But more transparency is needed on all sides – from the government to the private energy firms vying for the rights to explore what could be vast amounts of oil and natural gas.

The process for extracting the “unconventional” gas, hydraulic fracturing – or fracking – is stirring up opposition. Environmentalists fear earthquakes and potential groundwater contamination when a high-pressure combination of water, sand and chemicals is injected into the shale or sandstone rock to crack them open enough to allow trapped gas deep below the surface to escape.

However, based on the record in the United States and elsewhere, we think the environmental concerns are not serious enough to stop fracking. America’s ability to become self-sufficient in gas has had tremendous benefits, improving the nation’s strategic position and lowering the prices consumers pay.

Ukraine needs to move in all directions at once – more coal, more nuclear, more gas, more oil – and an even greater effort for more renewables, including solar and wind. These efforts have to be coupled with greater energy efficiency in apartments, factories and commercial buildings.

Only an all-out effort will bring Ukraine to the day, hopefully in the next decade, when its domestic energy production meets demand. Energy independence will do wonders to improve Ukraine’s leverage with Russia, as market realities eat away at the political grip of state-controlled Gazprom.

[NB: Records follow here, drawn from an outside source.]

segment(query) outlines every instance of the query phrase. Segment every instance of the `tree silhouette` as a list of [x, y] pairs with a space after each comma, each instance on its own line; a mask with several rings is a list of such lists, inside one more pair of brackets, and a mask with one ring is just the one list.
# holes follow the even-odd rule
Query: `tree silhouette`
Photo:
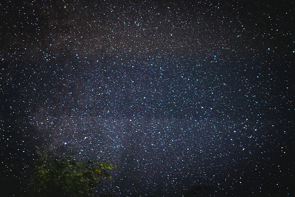
[[54, 157], [37, 148], [30, 194], [26, 196], [93, 196], [94, 189], [103, 180], [111, 180], [109, 171], [117, 167], [106, 162], [77, 161], [73, 154]]

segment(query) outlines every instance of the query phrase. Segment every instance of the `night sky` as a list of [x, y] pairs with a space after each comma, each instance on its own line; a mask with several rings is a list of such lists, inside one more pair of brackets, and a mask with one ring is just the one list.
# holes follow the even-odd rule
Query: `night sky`
[[2, 1], [1, 181], [38, 146], [116, 196], [295, 196], [291, 1]]

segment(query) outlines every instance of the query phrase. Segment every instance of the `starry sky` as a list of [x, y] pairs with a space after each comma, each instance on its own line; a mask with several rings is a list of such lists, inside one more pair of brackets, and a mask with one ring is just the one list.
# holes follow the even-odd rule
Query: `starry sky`
[[37, 145], [116, 196], [295, 195], [291, 1], [5, 1], [4, 179]]

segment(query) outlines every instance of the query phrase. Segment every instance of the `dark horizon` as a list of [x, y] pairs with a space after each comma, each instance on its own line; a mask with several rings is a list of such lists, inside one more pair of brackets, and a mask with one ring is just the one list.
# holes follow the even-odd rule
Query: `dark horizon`
[[295, 194], [294, 3], [0, 5], [5, 195], [36, 146], [116, 164], [115, 196]]

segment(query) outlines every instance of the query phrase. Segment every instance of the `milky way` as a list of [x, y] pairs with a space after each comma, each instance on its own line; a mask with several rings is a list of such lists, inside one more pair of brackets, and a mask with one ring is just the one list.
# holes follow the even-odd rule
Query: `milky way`
[[294, 4], [55, 1], [0, 4], [1, 181], [37, 145], [116, 196], [295, 195]]

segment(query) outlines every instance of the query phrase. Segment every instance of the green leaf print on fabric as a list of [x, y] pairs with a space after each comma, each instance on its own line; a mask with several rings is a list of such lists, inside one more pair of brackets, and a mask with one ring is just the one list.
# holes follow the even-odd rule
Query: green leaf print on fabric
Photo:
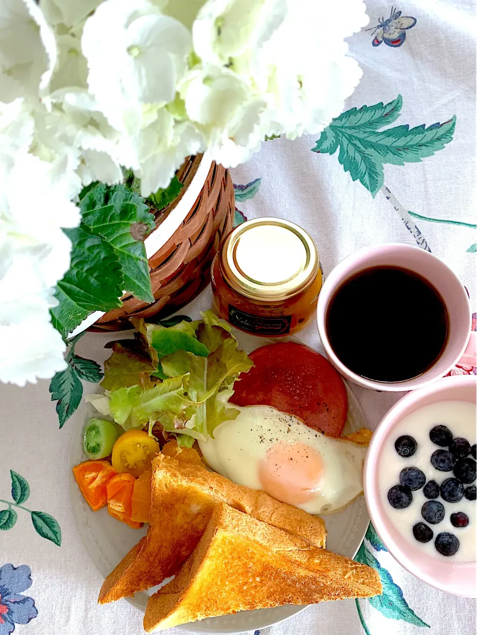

Three of the most promising developments are the arrival of Shell, Chevron and ExxonMobil, working respectively in the Yuzivska area of eastern Ukraine, the Olesska area of western Ukraine and the Skifska area of the Black Sea. And the Ukrainian government recently gave the go-ahead for Vanco International to explore in the Kerch area of the Black Sea. 

It’s great see to that Ukraine’s government is looking ahead enough to sign 50-year deals. But Ukrainians don’t trust their government and many people in the world don’t trust energy giants. Protecting “commercial secrets” is not enough of a justification to keep production sharing agreements confidential. If the energy majors want in, they’re going to have to agree to a higher level of public disclosure. Ukrainians deserve to know the extent of tax breaks the companies are given, how they will benefit and how the environment will be safeguarded. These are  issues in which neither the government nor the energy majors have an outstanding record. Ukraine also needs a website like frackfocus.org that offers a wealth of information to U.S. citizens about the shale gas process.

On balance, though, Ukraine has been facing an energy crisis for its entire existence as a nation and needs to move forward, even if it means accepting more risks.